All samples were centrifuged at 3000 rpm for 10 min, and the supernatant was harvested for further testing. Influenza A viruses were identified by real-time reverse transcription PCR (real-time RT-PCR). Of these, positive samples of real-time RT-PCR were sent to the Chinese National Influenza Center (CNIC) for virus isolation.

2.2. Virus Isolation and Identification

Furthermore, 200 μL of the positive specimens, identified via real-time fluorescence quantitative PCR, were inoculated into 9- to 11-day-old specific-pathogen-free (SPF) embryonated chicken eggs. After incubation for 48–72 h at 37 °C and placement for 18 h at 4 °C, viruses were isolated from the allantoic fluids of eggs, and the presence of the virus was determined by a hemagglutinin (HA) assay using 1% turkey red blood cells (TRBCs). The subtypes of isolated viruses were identified via real-time RT-PCR and stored at −80 °C.

2.3. RNA Extraction and Genome Sequencing

Virus RNA was extracted from the isolated viruses using the MagMAX CORE Nucleic Acid Purification Kit (Thermo Fisher, Waltham, MA, USA). The extracted RNA was subjected to reverse transcription and amplification using the SuperScript® III One-Step RT-PCR system (Thermo Fisher, Waltham, MA, USA) according to the described method [34]. The whole genome sequencing of influenza A virus was implemented on the automatic Applied Biosystems 3730xl DNA Analyzer (Life Technologies, Waltham, MA, USA) or the MiSeq high-throughput sequencing platform (Illumina, Inc., San Diego, CA, USA). The raw data from the MiSeq platform were paired reads with a length of 150 bp. Low-quality reads were trimmed, and the filtered reads were sampled and de novo-assembled using Velvet (version 1.2.10) [35] and Newbler (version 2.5). Contigs were blasted against a database containing all influenza A virus nucleotide sequences collected from the National Center for Biotechnology Information (NCBI) (http://www.ncbi.nlm.nih.gov/genomes/FLU, accessed on 26 March 2023) and the Global Initiative on Sharing All Influenza Data (GISAID) (http://www.gisaid.org, accessed on 26 March 2023). Sequences with the highest similarity were selected as references for mapping of reads using Bowtie 2 (version 2.1.0) [36]. The influenza A virus genome sequences were obtained by extracting the consensus sequences from the mapping results, with a coverage depth of at least 30 times at each site on the eight segments.

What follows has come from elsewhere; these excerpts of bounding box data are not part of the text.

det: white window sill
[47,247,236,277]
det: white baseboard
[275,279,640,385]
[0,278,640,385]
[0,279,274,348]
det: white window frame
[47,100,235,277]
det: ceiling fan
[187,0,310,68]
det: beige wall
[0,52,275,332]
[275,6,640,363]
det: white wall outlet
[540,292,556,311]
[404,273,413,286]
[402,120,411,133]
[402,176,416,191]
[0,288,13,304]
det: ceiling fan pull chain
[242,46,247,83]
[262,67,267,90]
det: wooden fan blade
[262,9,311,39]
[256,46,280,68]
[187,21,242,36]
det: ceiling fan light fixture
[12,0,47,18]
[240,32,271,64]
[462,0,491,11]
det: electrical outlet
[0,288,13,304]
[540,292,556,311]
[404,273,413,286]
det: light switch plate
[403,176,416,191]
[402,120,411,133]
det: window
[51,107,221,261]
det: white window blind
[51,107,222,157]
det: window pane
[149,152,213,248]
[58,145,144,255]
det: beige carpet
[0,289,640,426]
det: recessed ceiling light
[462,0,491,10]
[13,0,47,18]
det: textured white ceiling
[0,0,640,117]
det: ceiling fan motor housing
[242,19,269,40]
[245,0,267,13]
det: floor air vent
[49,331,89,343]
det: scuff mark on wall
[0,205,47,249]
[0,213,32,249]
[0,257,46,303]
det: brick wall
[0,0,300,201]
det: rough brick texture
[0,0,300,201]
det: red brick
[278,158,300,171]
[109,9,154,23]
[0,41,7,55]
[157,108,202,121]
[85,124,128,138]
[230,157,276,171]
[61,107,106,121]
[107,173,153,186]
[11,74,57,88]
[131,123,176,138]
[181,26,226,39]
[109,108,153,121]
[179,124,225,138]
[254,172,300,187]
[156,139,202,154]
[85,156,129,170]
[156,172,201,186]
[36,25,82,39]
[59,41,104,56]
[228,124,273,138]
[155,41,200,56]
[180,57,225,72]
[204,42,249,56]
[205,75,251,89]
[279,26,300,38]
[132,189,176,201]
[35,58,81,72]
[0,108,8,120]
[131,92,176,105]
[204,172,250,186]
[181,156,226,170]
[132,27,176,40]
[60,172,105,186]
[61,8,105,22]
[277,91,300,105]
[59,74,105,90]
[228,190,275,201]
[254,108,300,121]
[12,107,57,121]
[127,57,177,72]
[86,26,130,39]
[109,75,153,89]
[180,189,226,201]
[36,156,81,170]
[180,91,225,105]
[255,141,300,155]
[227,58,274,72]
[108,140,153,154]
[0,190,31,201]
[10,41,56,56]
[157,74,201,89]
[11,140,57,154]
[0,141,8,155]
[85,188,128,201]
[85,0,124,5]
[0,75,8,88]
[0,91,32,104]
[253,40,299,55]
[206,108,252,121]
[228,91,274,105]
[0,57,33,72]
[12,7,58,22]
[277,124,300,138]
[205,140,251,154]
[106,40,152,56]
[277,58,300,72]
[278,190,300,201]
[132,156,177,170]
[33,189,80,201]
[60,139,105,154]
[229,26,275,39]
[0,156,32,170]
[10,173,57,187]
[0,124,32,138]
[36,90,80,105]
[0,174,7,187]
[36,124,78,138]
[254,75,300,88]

2.4. Sequence Collection and Collation

All sequences of 31 environmental H4 isolates were initially obtained in our surveillance, and one of them has been published in our previous study [37]. Sequences of all host-origin H4 HA genes and avian-origin N2, N3, N6, N8, and internal protein-coding genes were downloaded from the public databases, including the GISAID and NCBI, as of 26 March 2023. The sequences of public databases were collated and merged according to the following: (1) remove duplicate sequences in NCBI that have the same INSDC_Upload number as those in the GISAID; (2) for the same gene segment with multiple segment IDs in the GISAID, retain one of the segment IDs containing the full-length coding sequences (CDSs), otherwise retain the longer sequence; (3) for the sequences with the same isolate name between GISAID and NCBI, retain one of the sequences containing the full-length CDS, otherwise retain the longer sequence; and (4) remove the sequence if the strain name contains the keywords including “Recombinant”, “RG”, or “unpublished”.

2.5. Information Collation and Epidemiological Analysis

The metadata of H4 AIVs were collated according to the following: (1) the host origin was determined based on the isolate name, related reference titles, isolate information on the NCBI, and similar isolate names and categorized into poultry, poultry-related environment, wild birds, wild birds-related environment, mammals, and unknown; and (2) the location was determined based on the isolate name and classified into Europe, Oceania, Africa, North America, sub-Asia region and China.
In China, a total of 294 H4 AIVs, including mixed strains and those strains with an unknown NA subtype, collected during 1976–2022, were extracted. After excluding unknown host viruses, there were 277 (94.2%) H4 AIVs included in further epidemiological analysis.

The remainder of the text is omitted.